The European Central Bank has confirmed that it will begin allowing blockchain-based transactions to settle in central bank money in 2026, as political attention increasingly shifts to the unresolved privacy questions surrounding the proposed digital euro.
In a statement released Friday, ECB executive board member Piero Cipollone said the institution is preparing to make distributed ledger technology settlements possible within its existing monetary infrastructure next year.
At the same time, he said the ECB is continuing technical work on the digital euro, a central bank digital currency that would function as a digital form of cash across the euro area.
The move marks a concrete step toward integrating blockchain-based systems into Europe’s financial plumbing.

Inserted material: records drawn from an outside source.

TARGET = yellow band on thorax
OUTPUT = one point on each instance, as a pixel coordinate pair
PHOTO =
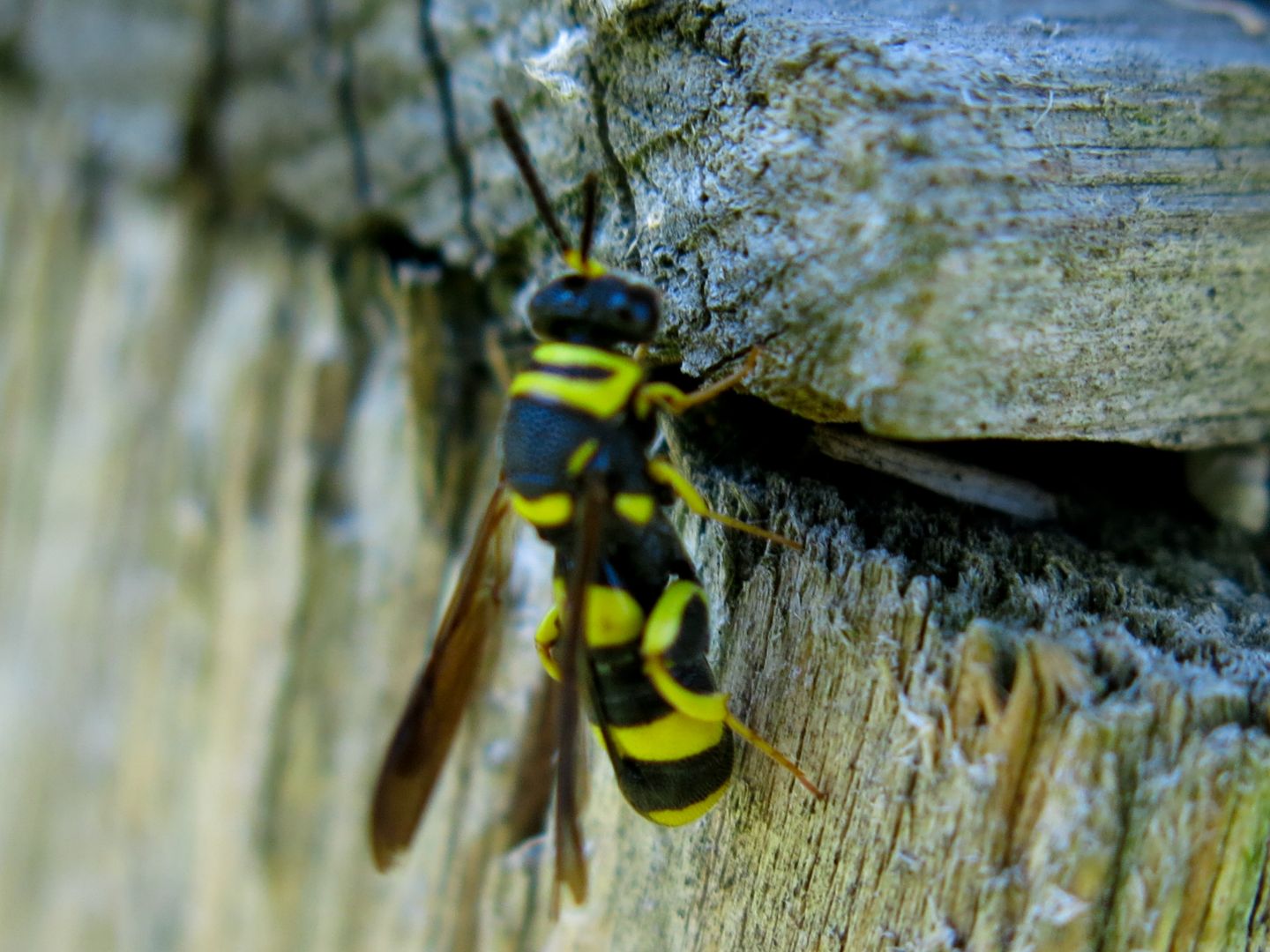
(601, 397)
(549, 512)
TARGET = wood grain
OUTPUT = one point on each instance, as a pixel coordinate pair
(245, 417)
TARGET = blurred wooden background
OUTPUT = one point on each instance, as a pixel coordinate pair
(253, 257)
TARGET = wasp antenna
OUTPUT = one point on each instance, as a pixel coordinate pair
(589, 210)
(511, 133)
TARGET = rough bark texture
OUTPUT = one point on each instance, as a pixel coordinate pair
(250, 260)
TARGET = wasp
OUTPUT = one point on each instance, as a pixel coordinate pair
(629, 629)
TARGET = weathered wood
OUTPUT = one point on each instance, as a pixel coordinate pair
(236, 458)
(973, 221)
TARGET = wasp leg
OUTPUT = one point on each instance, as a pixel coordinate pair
(766, 747)
(661, 470)
(545, 639)
(669, 628)
(672, 400)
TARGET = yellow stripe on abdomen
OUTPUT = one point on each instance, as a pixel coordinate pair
(687, 814)
(672, 736)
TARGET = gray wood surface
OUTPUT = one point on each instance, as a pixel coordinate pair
(239, 450)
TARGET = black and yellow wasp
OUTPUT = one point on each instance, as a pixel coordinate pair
(630, 628)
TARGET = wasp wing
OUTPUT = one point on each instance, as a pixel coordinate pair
(444, 688)
(571, 862)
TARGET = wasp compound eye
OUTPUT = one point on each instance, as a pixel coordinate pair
(598, 311)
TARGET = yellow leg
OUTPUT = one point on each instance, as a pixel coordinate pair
(661, 471)
(672, 400)
(764, 747)
(545, 639)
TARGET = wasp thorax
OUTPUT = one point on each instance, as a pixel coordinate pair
(594, 310)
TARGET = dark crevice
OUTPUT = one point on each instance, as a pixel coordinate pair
(430, 48)
(346, 97)
(616, 170)
(202, 167)
(352, 123)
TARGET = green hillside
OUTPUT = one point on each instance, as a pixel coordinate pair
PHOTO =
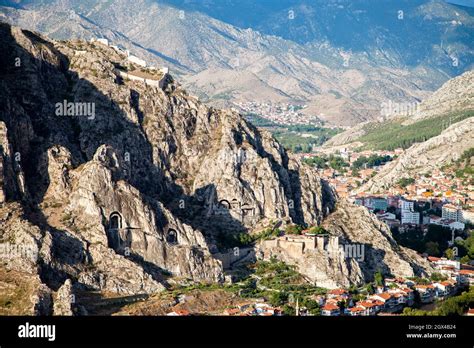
(393, 134)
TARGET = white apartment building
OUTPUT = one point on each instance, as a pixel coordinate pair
(451, 212)
(410, 217)
(406, 205)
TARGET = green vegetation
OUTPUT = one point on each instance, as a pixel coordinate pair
(231, 240)
(293, 229)
(464, 167)
(436, 242)
(370, 162)
(296, 138)
(404, 182)
(323, 162)
(282, 286)
(392, 134)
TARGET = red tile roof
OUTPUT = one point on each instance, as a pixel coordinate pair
(338, 292)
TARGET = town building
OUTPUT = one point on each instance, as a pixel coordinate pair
(451, 212)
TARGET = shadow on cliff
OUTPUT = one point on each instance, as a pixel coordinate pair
(30, 92)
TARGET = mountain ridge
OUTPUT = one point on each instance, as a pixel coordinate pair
(221, 63)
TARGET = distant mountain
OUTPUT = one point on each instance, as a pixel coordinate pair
(423, 158)
(452, 103)
(341, 58)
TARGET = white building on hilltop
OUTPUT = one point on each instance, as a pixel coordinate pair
(134, 59)
(409, 216)
(451, 212)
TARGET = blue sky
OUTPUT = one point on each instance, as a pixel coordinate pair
(463, 2)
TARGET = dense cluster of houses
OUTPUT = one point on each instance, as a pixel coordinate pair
(398, 293)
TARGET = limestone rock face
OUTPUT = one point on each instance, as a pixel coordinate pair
(138, 182)
(359, 246)
(64, 300)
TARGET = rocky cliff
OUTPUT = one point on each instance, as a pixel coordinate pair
(117, 184)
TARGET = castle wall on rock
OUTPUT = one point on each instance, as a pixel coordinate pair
(3, 152)
(236, 255)
(149, 82)
(2, 180)
(296, 246)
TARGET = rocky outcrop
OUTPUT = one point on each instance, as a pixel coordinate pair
(357, 246)
(118, 183)
(64, 300)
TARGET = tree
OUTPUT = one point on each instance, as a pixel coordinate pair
(432, 248)
(317, 230)
(278, 298)
(370, 289)
(293, 229)
(404, 182)
(449, 254)
(378, 278)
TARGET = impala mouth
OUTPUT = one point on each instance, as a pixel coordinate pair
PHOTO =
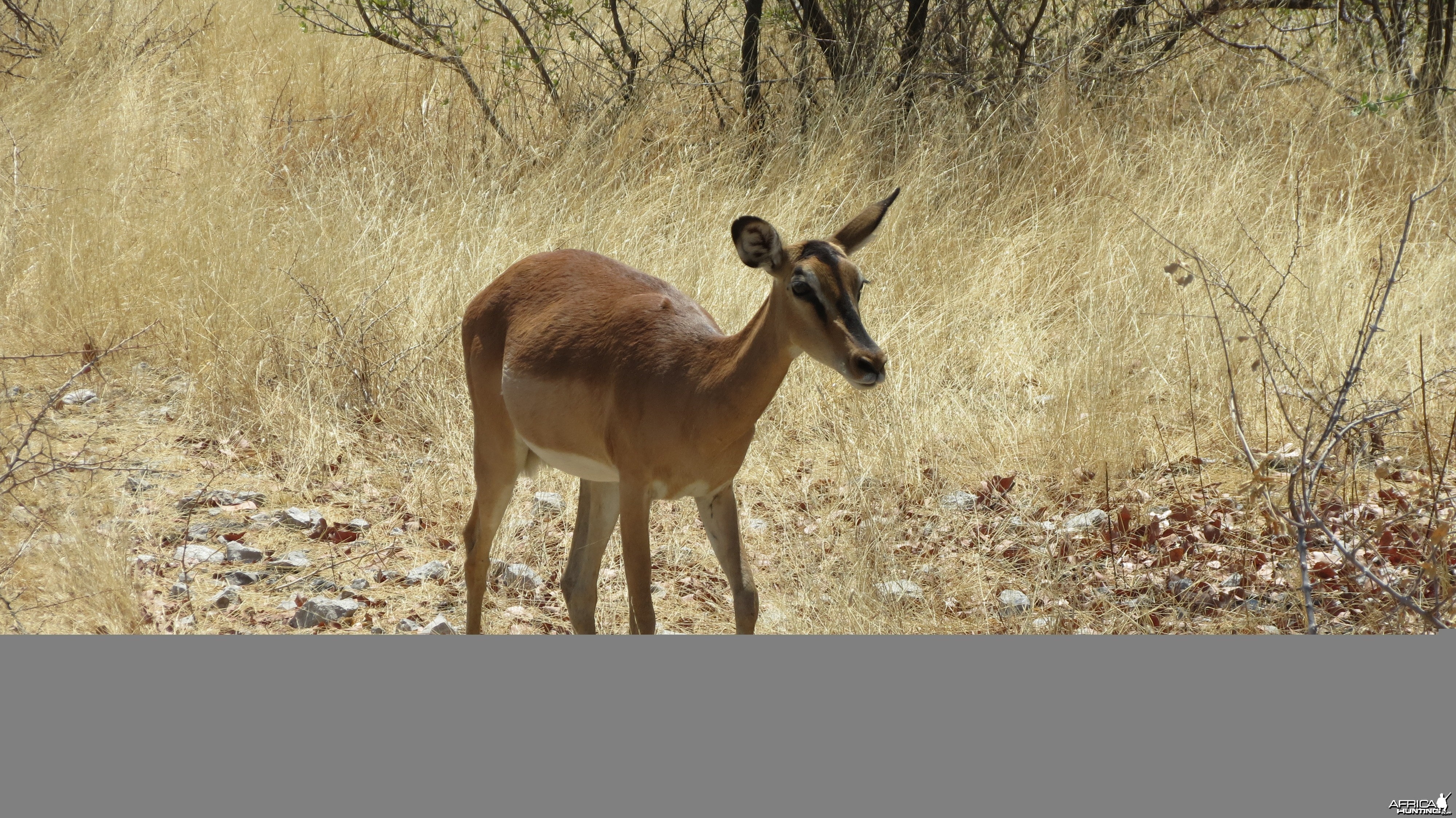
(866, 372)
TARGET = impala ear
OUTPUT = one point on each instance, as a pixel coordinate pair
(860, 229)
(758, 242)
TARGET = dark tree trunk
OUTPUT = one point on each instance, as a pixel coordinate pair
(823, 33)
(915, 39)
(752, 91)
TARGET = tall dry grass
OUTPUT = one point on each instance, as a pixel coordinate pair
(213, 180)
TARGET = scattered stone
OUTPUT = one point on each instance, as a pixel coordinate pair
(323, 609)
(295, 560)
(899, 592)
(1084, 522)
(226, 599)
(219, 499)
(440, 627)
(301, 519)
(519, 576)
(548, 504)
(433, 570)
(193, 555)
(1014, 602)
(159, 416)
(238, 552)
(959, 501)
(263, 522)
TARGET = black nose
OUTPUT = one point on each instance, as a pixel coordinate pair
(869, 368)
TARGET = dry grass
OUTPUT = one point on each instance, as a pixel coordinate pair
(215, 184)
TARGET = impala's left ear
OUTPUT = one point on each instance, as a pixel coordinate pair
(860, 229)
(758, 242)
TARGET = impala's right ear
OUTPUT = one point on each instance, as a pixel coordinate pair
(758, 242)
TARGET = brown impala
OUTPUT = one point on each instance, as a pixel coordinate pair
(586, 365)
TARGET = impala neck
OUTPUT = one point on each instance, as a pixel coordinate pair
(753, 366)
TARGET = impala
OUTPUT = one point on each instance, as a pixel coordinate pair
(611, 375)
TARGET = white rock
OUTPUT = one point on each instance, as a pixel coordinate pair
(193, 555)
(899, 592)
(433, 570)
(1083, 522)
(960, 501)
(442, 627)
(519, 576)
(301, 519)
(1014, 602)
(226, 599)
(323, 609)
(295, 560)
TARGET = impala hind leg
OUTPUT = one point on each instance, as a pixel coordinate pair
(497, 464)
(720, 516)
(637, 558)
(596, 517)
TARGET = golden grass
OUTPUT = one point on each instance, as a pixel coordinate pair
(1021, 302)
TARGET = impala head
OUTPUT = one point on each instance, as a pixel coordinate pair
(822, 290)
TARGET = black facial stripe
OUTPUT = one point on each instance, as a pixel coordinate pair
(854, 325)
(825, 253)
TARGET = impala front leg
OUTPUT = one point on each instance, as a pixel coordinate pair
(637, 558)
(596, 517)
(720, 516)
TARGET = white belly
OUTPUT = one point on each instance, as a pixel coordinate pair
(585, 468)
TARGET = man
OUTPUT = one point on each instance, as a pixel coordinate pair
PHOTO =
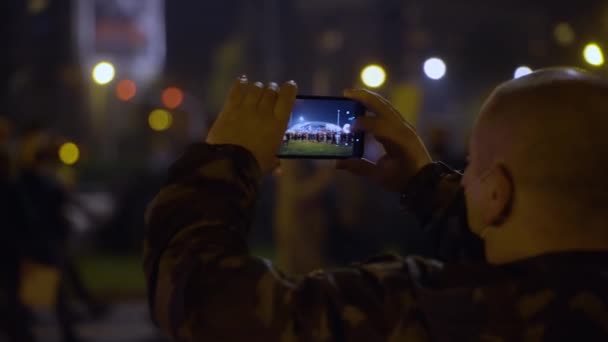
(13, 316)
(535, 193)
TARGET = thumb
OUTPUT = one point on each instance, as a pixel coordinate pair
(360, 167)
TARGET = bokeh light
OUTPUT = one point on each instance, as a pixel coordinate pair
(126, 90)
(103, 73)
(522, 71)
(593, 54)
(435, 68)
(373, 76)
(172, 97)
(564, 34)
(160, 120)
(69, 153)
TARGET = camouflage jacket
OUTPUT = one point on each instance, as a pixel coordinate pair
(204, 284)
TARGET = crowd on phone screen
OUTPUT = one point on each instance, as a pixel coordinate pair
(36, 231)
(324, 136)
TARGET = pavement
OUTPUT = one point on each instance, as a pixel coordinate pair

Under the plan, transactions executed on DLT platforms would be able to settle directly in central bank money rather than relying on private intermediaries.
The ECB has argued that this is necessary to prevent fragmentation in tokenized markets and to ensure that new digital asset ecosystems continue to rely on a risk-free public settlement asset.
Cipollone said the digital euro infrastructure would also be designed to interact with other central bank digital currencies, allowing institutions to use it for cross-border payments.
He added that safeguards such as holding limits and the absence of interest payments would be built in to prevent large-scale shifts of deposits away from commercial banks, preserving their role in credit creation and monetary transmission.
The ECB’s technical preparations are largely complete, following a two-year preparation phase that ended in October 2025.
Source: ECB
The project has now moved into a readiness phase, with the central bank selecting potential system providers and testing settlement mechanisms.
However, officials have stressed that the ECB cannot proceed without a legal framework approved by EU lawmakers.
ECB President Christine Lagarde stated this week that the central bank’s design work is finished and that responsibility now lies with political institutions.
If the legislation is adopted in 2026, pilot transactions using the digital euro could begin in mid-2027, with the ECB aiming to be ready for a first issuance in 2029.
As the timeline becomes clearer, the debate over privacy has intensified.
The ECB has consistently said it does not support a programmable digital euro that would restrict how users can spend their money.